Robinson was elected to the Hall of Fame in 1983, receiving 92% of the vote and turning into the primary third baseman to be elected by the BBWAA in his first yr of eligibility — and simply the third they’d elected in any respect in 48 years. To that time, solely Ty Cobb, Henry Aaron, Babe Ruth, Honus Wagner, Willie Mays, Bob Feller, Ted Williams, and Stan Musial obtained larger shares of the vote, although at this time Robinson ranks twenty eighth in voting share. He was inducted alongside Juan Marichal, Walter Alston, and Kell, the guy Arkansas native who had served as his mentor with the Orioles in 1957.

In phrases of superior statistics, Robinson ranks seventh amongst third basemen in profession WAR (78.4), eleventh in seven-year peak (45.8), and eighth in JAWS (62.1), with 5 of the seven gamers above him within the final of these classes hailing from more moderen eras. Not surprisingly, his standing is pushed by the estimate of his defensive worth, which relies on knowledge admittedly much less subtle than we’ve got at this time. He’s first amongst third basemen in Fielding Runs (Total Zone and Defensive Runs Saved) by a rustic mile:

Third Basemen Career Fielding Runs Leaders

SOURCE: Baseball-Reference

Includes runs by way of Total Zone (via 2002) and Defensive Runs Saved (since 2003) for gamers who spent at the least 85% of their careers at third base.

Additionally, Robinson is third all-time amongst all fielders in dWAR, the full defensive worth that features each Fielding Runs and positional changes:

Career Defensive WAR (dWAR) Leaders

SOURCE: Baseball-Reference

Includes Fielding Runs (Total Zone and Defensive Runs Saved) plus positional changes. * = Does not embrace framing runs.

If there’s an commercial for the Oriole Way, whose basis was laid by Richards and maintained by his successors, it’s right here. Not solely did the homegrown Robinson and Belanger kind the perfect defensive left aspect of any infield for a interval of over a decade, however Aparicio preceded Belanger because the crew’s common shortstop from 1962-66. Ripken was the son of a profession minor leaguer who served because the spine of the group as a coach and supervisor; Cal Ripken Sr. managed Belanger at A-level Aberdeen in 1964.

Anyway, longevity clearly has one thing to do with Robinson’s standing — in truth, his 2,896 video games performed ranked fifth when he retired and remains to be sixteenth — nevertheless it’s additionally notable that he by no means began a sport at one other place, and performed simply 47.1 innings elsewhere, switching to second or shortstop in late-inning conditions early in his profession. He by no means performed first base or DH, and supplied important defensive worth at third for so long as he held the common job.

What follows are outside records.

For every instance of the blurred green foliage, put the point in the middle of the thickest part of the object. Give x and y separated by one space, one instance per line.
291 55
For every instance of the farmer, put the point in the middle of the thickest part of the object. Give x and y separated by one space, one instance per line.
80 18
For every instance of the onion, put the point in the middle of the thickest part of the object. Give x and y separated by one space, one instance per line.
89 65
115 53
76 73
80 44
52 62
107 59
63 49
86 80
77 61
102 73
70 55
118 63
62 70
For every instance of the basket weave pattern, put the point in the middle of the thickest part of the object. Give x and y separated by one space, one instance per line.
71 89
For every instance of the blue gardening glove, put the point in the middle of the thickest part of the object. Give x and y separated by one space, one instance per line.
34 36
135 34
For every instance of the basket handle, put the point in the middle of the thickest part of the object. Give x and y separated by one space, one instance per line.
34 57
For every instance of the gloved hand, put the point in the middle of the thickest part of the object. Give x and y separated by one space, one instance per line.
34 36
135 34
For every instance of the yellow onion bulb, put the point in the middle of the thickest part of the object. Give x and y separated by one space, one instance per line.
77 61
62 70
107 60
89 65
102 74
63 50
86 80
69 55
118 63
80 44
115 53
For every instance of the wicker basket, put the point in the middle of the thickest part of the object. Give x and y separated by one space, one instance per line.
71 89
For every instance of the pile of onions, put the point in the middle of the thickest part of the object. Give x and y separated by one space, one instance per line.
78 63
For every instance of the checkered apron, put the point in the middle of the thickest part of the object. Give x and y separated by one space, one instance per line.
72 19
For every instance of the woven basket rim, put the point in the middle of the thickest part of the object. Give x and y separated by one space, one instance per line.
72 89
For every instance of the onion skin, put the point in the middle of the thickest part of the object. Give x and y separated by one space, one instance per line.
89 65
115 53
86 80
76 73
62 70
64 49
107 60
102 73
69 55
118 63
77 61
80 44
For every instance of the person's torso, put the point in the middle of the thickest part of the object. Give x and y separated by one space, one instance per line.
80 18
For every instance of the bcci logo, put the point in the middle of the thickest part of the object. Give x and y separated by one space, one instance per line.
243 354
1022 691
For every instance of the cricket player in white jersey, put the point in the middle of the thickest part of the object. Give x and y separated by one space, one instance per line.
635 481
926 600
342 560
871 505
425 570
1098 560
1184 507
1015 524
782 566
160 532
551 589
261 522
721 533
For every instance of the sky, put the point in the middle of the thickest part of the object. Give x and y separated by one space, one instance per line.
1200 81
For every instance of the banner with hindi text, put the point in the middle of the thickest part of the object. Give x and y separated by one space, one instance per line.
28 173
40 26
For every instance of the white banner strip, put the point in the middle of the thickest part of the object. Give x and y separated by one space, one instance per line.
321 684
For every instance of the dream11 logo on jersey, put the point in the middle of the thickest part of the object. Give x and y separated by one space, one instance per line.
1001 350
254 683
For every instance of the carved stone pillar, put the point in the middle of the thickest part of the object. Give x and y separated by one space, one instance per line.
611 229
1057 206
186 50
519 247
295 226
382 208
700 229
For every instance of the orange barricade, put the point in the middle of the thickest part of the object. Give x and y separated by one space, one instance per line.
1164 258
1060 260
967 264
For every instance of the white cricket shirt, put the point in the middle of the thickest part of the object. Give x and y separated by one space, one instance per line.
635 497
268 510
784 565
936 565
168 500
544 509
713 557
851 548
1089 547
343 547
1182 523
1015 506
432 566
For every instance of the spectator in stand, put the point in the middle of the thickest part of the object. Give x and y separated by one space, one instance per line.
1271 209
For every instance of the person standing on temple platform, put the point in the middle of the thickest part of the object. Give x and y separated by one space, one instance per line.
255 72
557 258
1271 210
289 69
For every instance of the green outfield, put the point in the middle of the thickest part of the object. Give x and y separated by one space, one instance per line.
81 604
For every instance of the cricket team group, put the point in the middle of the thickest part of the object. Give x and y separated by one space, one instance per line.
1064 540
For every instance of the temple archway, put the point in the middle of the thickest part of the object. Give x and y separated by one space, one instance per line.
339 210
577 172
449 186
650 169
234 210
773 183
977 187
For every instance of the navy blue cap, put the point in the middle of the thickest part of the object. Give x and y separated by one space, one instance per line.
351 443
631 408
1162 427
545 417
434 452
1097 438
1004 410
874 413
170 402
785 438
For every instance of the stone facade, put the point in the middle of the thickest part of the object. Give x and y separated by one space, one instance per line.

“I don’t think anybody will care what I did here 20 or 25 years from now,” mentioned Robinson with typical humility to Sports Illustrated’s Mark Kram in 1970. Yet greater than half a century later, individuals nonetheless do care, not solely in regards to the feats Robinson achieved on the sector however about the way in which he carried himself off of it. That’s fairly a legacy.